Her voice had lapsed into the monotonous complaining light chant he had heard that first day out on shipboard, but she wrapped her arms around her knees and looked at him very reasonably. “It is over,” she said. “They are gone. They will never come again.”

“How do you know?” asked Dr. Schumann. “Can you not wait a little patiently for news? This need not be the end! I think you make everything unnecessarily difficult,” he told her. “Have we not troubles enough as it is?”

“We? You have troubles, too?”

“You are my trouble,” he told her, “but I shall help you if I can!”

“Do,” she said, lightly, her arms falling away to her sides. “Do try!”

“Captain Thiele has not sent you a command, but a recommendation; I hope you will take his advice as well as mine. He is an honorable man.”

“I shall always take yours, always,” she said, with her habitual gesture of reaching for his hand, which this time he quite openly evaded. She drew hers back instantly and laughed again. “
Schaumwein
!” she said in mocking delight, making it an absurd sound. “Oh, how ineffably German! I'm sure the Captain's honor is just as good an imitation as this,” and she flourished one of the bottles.
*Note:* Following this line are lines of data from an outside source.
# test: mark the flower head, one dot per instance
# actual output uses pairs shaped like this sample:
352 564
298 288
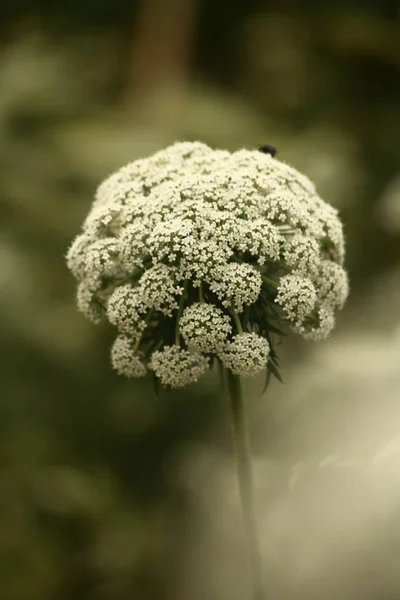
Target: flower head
125 358
247 354
195 252
176 367
204 327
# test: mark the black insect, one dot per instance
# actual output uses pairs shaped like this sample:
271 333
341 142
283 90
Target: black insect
267 149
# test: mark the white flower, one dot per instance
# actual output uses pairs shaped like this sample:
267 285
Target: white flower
297 297
204 327
246 355
125 310
101 260
332 284
236 285
125 359
176 367
89 303
77 255
261 239
242 227
320 328
133 245
302 253
159 288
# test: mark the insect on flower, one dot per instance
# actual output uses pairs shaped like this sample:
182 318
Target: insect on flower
268 149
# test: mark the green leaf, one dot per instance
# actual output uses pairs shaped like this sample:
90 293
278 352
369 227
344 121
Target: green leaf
274 370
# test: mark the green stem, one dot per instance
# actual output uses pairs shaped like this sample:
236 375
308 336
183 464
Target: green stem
201 292
237 321
245 479
180 311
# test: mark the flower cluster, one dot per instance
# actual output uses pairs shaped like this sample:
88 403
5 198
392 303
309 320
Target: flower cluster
194 253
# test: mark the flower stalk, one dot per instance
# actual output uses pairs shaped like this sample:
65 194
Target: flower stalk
245 480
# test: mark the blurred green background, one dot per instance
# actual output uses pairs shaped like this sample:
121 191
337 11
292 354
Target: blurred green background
106 492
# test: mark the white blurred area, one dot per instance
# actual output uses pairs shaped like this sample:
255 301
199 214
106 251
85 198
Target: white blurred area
327 468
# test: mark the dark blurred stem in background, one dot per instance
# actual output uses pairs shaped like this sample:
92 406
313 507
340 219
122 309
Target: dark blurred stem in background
245 477
162 48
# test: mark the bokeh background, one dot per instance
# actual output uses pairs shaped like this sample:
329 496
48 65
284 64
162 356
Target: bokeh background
107 492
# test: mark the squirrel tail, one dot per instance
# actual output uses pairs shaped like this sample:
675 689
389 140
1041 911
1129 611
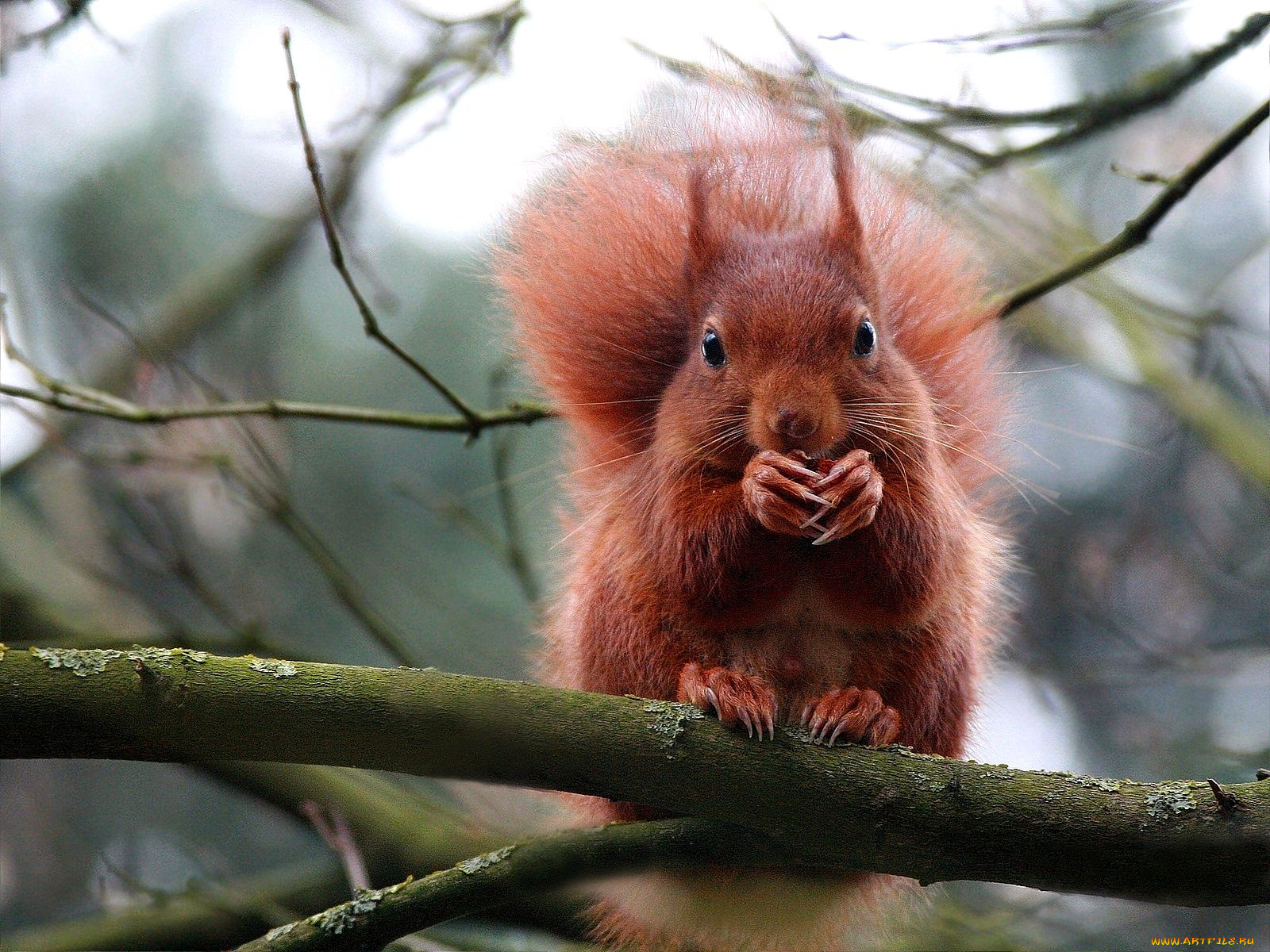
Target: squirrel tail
757 911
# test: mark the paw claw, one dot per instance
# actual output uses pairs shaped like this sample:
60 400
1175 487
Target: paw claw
852 714
736 698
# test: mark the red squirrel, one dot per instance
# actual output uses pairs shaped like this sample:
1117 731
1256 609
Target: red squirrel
780 380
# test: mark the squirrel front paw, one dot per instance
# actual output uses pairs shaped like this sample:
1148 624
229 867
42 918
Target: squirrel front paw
776 489
852 488
734 697
851 714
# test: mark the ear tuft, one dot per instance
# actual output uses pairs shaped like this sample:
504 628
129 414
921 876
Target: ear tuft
848 235
702 235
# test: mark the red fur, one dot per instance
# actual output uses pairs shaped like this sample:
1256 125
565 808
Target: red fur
691 569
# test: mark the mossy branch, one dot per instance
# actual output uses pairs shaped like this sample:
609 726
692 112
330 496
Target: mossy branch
926 818
516 873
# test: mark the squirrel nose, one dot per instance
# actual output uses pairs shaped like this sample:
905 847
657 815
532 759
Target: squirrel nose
795 424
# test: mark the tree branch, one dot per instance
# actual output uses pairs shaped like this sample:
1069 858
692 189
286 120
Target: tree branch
118 409
370 324
930 819
516 873
1138 230
215 289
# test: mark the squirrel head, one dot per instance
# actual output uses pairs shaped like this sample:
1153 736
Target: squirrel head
791 348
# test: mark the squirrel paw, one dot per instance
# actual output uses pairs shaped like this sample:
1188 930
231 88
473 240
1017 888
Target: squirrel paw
852 488
736 697
854 715
778 493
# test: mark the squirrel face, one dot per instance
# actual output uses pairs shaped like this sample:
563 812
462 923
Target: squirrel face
789 355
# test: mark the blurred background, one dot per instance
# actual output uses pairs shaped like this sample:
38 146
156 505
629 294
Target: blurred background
159 240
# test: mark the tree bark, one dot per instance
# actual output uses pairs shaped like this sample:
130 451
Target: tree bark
884 810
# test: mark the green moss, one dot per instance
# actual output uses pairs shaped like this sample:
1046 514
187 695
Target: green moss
83 662
1172 799
79 662
483 862
272 935
670 720
1098 784
279 670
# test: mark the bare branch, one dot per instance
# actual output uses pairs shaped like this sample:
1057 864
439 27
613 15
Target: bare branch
1138 230
1098 25
75 399
370 324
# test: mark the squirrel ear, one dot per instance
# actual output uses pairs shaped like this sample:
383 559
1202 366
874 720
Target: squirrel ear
848 234
702 239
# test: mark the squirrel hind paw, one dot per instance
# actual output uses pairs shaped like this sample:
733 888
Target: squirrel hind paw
736 698
852 715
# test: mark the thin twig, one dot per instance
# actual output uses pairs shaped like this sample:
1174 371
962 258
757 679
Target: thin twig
75 399
1098 25
370 323
1138 230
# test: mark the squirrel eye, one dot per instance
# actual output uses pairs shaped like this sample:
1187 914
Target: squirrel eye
867 340
711 349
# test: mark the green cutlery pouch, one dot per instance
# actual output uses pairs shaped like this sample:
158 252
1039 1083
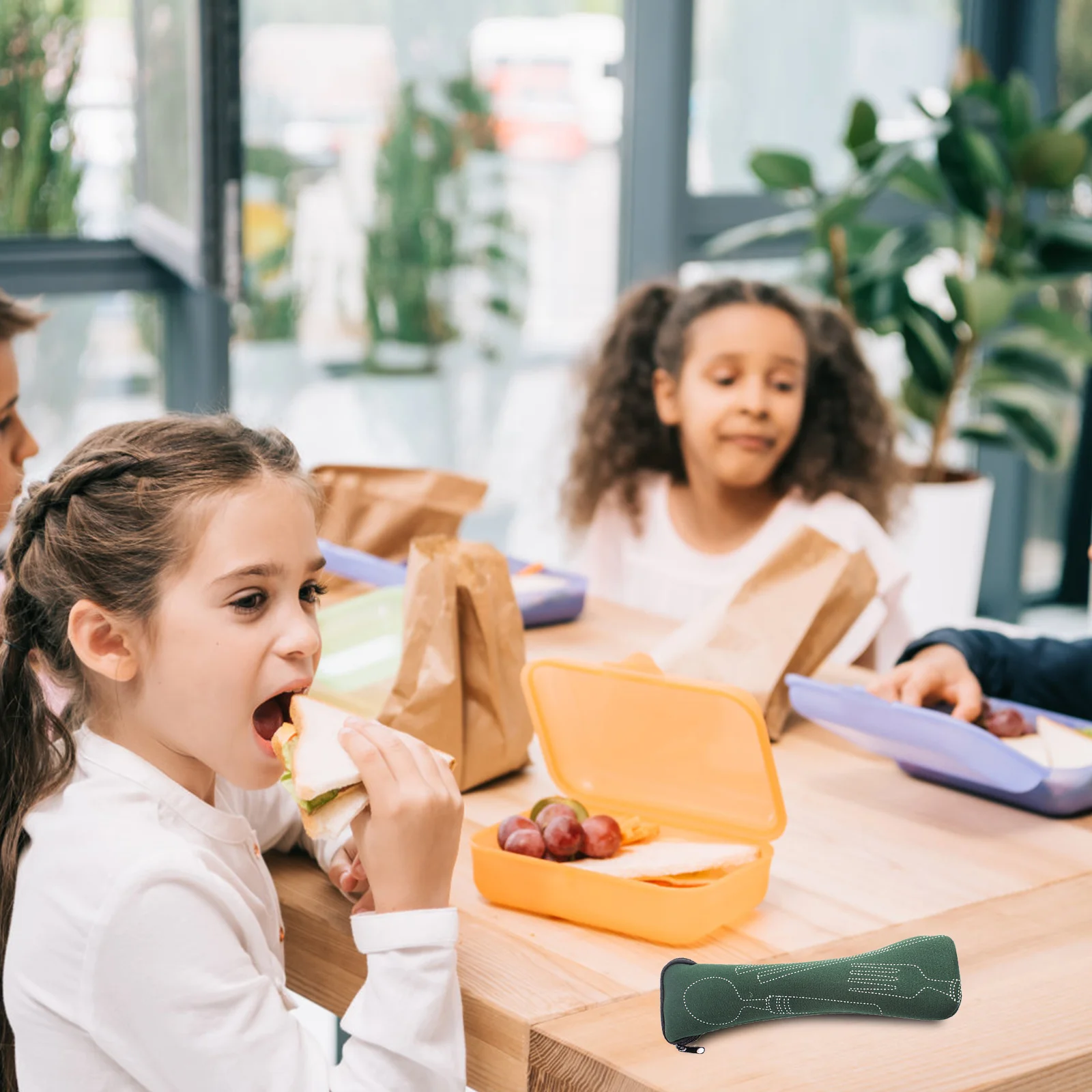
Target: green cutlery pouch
915 980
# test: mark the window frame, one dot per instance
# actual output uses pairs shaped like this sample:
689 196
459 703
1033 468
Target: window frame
197 309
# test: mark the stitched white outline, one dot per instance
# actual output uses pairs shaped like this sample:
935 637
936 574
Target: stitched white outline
872 980
871 977
768 1003
764 975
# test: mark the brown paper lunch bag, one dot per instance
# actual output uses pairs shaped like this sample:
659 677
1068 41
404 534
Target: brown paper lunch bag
458 686
382 509
786 620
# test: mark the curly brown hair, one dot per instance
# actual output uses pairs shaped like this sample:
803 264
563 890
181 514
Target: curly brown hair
16 318
846 437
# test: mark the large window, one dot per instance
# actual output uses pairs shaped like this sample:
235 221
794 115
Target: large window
96 362
431 213
67 136
782 74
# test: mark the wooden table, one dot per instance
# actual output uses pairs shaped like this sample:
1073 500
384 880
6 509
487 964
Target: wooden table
871 857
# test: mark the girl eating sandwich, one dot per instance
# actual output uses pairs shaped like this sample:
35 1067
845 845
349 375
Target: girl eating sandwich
167 576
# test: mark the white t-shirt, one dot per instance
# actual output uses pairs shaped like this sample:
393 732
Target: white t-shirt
147 950
658 571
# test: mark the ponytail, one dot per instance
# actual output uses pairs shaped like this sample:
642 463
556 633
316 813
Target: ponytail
36 759
620 431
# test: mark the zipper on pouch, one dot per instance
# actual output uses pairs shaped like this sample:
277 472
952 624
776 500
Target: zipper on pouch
684 1044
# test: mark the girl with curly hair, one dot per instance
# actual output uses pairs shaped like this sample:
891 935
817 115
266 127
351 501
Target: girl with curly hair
720 420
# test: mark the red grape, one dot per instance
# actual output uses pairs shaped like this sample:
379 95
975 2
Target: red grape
511 824
1006 723
564 837
528 842
553 811
602 837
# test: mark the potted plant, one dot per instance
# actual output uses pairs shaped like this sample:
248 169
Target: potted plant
996 352
429 227
40 58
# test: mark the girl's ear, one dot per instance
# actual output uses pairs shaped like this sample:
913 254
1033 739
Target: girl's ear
665 390
102 642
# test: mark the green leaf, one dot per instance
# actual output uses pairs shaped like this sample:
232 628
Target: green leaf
1019 106
1030 429
861 136
993 433
983 303
931 360
773 227
1013 365
920 182
1061 327
900 248
973 169
1050 160
862 238
1065 245
782 171
921 403
1077 117
878 305
844 207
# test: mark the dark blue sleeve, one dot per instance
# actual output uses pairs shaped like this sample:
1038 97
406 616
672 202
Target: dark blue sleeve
1043 672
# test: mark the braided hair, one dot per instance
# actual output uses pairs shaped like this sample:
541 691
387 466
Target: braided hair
112 521
846 440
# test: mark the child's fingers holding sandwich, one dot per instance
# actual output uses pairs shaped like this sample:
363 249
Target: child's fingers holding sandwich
369 758
410 839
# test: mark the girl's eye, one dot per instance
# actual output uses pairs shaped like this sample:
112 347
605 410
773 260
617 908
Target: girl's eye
313 591
250 602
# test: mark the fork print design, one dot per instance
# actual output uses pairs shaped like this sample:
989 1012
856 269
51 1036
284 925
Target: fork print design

“Please,” said Dr. Schumann, feeling a new sort of sting of anger against her that made him sound touchy and quarrelsome. “If you please, remember I am German, too—” and he stopped himself just short of saying something as ridiculous as “and proud of it.”

“Ah, yes,” said La Condesa, and she sighed with real weariness, “too true. It's an incurable malady, isn't it? As hopeless as being a Jew.”

“Or a woman,” said Dr. Schumann with malice, “you said so yourself.”

“It is not the same,” said La Condesa almost gaily, “I am not going to listen to you any longer, I have something better to do.” She threw back the covers and swung her delicate white feet, legs bare to the knees, over the side of the bed, let her bedgown fall away, and stood up in a limp blue silk shift that hardly covered her thighs. She picked up the two bottles of the Captain's
Schaumwein
and went to the washhand stand. She wrapped each in a towel neatly, then stood back at the right distance and crashed them, one and then the other, against the metal edge of the bowl. The jagged glass flew from the bottom of the towels and the wine foamed up through the cloth and splashed the walls, the looking glass and the carpet. Leaving the debris, she nodded to the stewardess. “Now you will have something to do,” she said, pleasantly.